Is the pixelpipe required to be linear? If so, then I agree, a graph approach might be overkill. What purpose do the priorities serve? Wouldn't the index in a fixed pixelpipe determine the priority?

Are iops required to take only as input the output of the previous iop? Or can an iop request data from any prior iop in the pipeline in addition to the output from the previous iop? As an example, there are several iops which seem to destructively modify elements of the image (like tonecurve or globaltonemap are noted to damage color information in iop_order.c). Could later iops like colorcorrection or colorcontrast refer back to the state of the image before tonecurve in addition to the output of globaltonemap when making decisions about color (pre contrast adjustments)?

groutr on 19 Nov 2019

Is the pixelpipe required to be linear?

Yes.

Are iops required to take only as input the output of the previous iop?

Yes.

Or can an iop request data from any prior iop in the pipeline in addition to the output from the previous iop?

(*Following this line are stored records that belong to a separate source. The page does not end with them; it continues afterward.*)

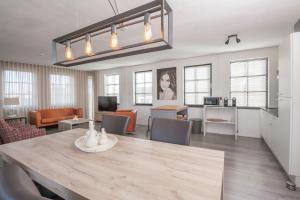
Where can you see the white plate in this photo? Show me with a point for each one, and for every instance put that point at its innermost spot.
(111, 141)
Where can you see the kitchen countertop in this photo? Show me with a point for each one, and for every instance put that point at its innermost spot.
(272, 111)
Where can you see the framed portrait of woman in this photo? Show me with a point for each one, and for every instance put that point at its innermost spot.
(166, 84)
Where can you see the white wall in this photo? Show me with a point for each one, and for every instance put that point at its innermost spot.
(220, 83)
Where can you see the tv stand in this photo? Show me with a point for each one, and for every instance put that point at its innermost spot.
(99, 114)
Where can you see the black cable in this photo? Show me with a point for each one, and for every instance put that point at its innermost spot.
(116, 6)
(112, 7)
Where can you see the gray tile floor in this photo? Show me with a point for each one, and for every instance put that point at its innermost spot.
(251, 171)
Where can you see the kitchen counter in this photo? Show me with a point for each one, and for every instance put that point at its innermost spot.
(272, 111)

No. An IOP can request a rasterized mask from earlier in the pipe, but only for blending and masking.

Could later iops like colorcorrection or colorcontrast refer back to the state of the image before tonecurve in addition to the output of globaltonemap when making decisions about color (pre contrast adjustments)?

No, that's why the right IOPs need to be at the right place in the pipe. It's all serialized.

aurelienpierre on 19 Nov 2019

👍2

TL;DR, but if we are not sure that dt 3.0 is not breaking people's db, edits, ... then we have to postpone the release. I won't agree to releasing something just to be in time and rely on some automated backups.